La prosa debe ser fea y la poesía, ñoña

La sombra liberada


A la prosa se va con exigencias: que se sepa quién, dónde, cuándo, por qué. Que todo cuadre, que todo sea perfecto: los motivos, las causas y sus consecuencias, la revelación de una verdad aprehensible y lógica. Parece que la prosa se escriba para los malos lectores, a quienes hay que dárselo todo precocinado y, a veces, predigerido como un vómito. A la poesía solo se le pide el cómo y a veces nada, solo bellas palabras cultas y difíciles, dulcemente enlazadas, como por ejemplo perfumada sinécdoque. A la poesía se le exige muy poco, casi nada. Quien no sabe escribir un relato escribe poemas y seduce a jovencitas ingenuas con cuatro versos que contienen dos ingeniosas subordinadas. Y siempre antepone el adjetivo al nombre, como en pavoroso incendio.

A la poesía no se le exige ni tan solo que alcance el límite derecho de la hoja. Un derroche de papel y de blancura impresentable en esos tiempos de ecologismo consciente, cuando sabemos que el planeta se nos muere por el exceso de egolatría, de codicia y de narcisismo en verso libre. Ni tan solo se molestan en rimar. La poesía contemporánea debería estar prohibida.

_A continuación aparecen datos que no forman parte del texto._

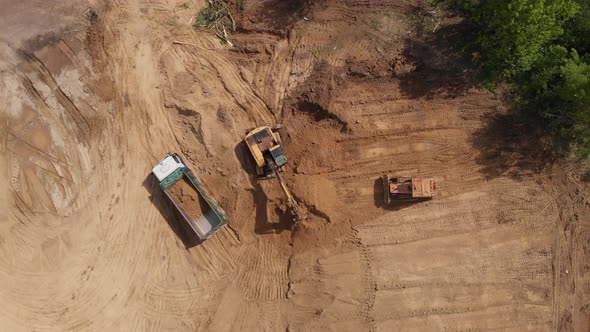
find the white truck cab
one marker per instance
(167, 166)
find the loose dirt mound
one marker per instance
(94, 95)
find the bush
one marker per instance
(541, 50)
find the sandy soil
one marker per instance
(93, 94)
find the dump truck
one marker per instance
(407, 188)
(264, 143)
(189, 196)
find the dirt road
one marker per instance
(93, 94)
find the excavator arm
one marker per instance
(297, 211)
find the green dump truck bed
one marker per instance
(193, 201)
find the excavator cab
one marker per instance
(264, 144)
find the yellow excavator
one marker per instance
(265, 146)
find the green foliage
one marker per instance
(511, 34)
(541, 50)
(210, 15)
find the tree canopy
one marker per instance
(540, 49)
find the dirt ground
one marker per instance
(94, 93)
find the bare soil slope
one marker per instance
(93, 94)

La mejor poesía que he leído se la debo a William Faulkner, que tuvo la precaución y la elegancia de escribirla en prosa. El intento de Baudelaire con la prosa poética estuvo bien, pero por lo visto no fue comprendido y los versificadores insisten en su manía contumaz.

La mañana en que me levanté con esos pensamientos tenía que ir a recoger un envío en una agencia de transportes que está en las afueras de mi ciudad triste y provinciana. Anduve por unas calles desconocidas y pensé que mi ciudad era mucho más extensa de lo que la había imaginado. Vaya chasco. Siempre me sentí extranjero y charnego, de modo que no me sorprendió nada desconocer los límites de la ciudad en la que habito.

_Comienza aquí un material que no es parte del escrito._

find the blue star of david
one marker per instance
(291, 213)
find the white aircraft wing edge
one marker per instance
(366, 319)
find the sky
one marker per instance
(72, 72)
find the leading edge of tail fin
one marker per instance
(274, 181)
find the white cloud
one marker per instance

Cuando andaba por una calle larguísima y de paredes lisas, blancas y simétricas, creí ver a mi madre en el fondo, bajo la sombra de un alero minúsculo. Mi madre sostenía algo en sus manos, algo parecido a una soga. Cuando estaba cerca de ella descubrí que era un cordón umbilical. Me di la vuelta a toda prisa, preso del horror.

Poco más allá vi la entrada a una librería de segunda mano y me metí en ella como el culpable que se oculta en un callejón para burlar a la policía. Me compré un ejemplar de la Ficciones de Borges editado por el Banco de Bilbao. Estaba nuevo. Nadie lo había abierto jamás y sus páginas olían a geranios. Me pidieron tres euros y me senté a leerlo en el bar de una familia china, en la plaza de Mossèn Cinto Verdaguer. Me cobraron un euro por el café, de modo que leí a Borges por un total de cuatro euros, que eran, más o menos, seiscientas setenta pesetas de cuando yo era joven. Entonces eso era mucho dinero.

Abrí el libro al azar y di con el cuento del Tema del traidor y el héroe. Lo leí de un tirón y a cada frase me sentía peor: estaba seguro de haber leído ese cuento en la juventud, y de que ese cuento no tenía nada que ver con el que leía ahora, acurrucado en el bar del chino. Ese cuento no se parecía en nada al que leí a los veinte años, y era mucho más breve. Cuando lo leí por primera vez, ocupaba unas veinte páginas y trataba de un héroe medieval que acude a una batalla y muere en ella de forma cobarde y poco elegante, y luego Dios le permite regresar a la vida para acudir de nuevo a la batalla y morir de nuevo en ella, pero victorioso y ejemplar. Ahora, sin embargo, el cuento de Borges ocupa solo cinco hojitas y trata de nacionalistas irlandeses en el siglo XX, y el asunto habla de un irlandés traidor (en catalán, botifler) que se las ingenia para quedar como un héroe cuando, en verdad, solo fue un delator. Es un cuento ingenioso y muy borgiano, pero no es para nada el cuento que leí siendo joven. Algo raro ha sucedido. Quizás la vida es eso tan raro que ha sucedido. No soy nada conspiranoico pero estoy convencido de que hay una oscura trama que pretende engañarme a costa de Borges y de sus cuentos cambiados que alguien deposita en el anaquel de una librería de segunda mano en la que me refugio para esquivar a mi madre y el cordón umbilical que blande como el verdugo su estricta cuerda.

Por todo eso aborrezco la poesía elegante y reivindico, desesperadamente, la prosa incomprensible y fea.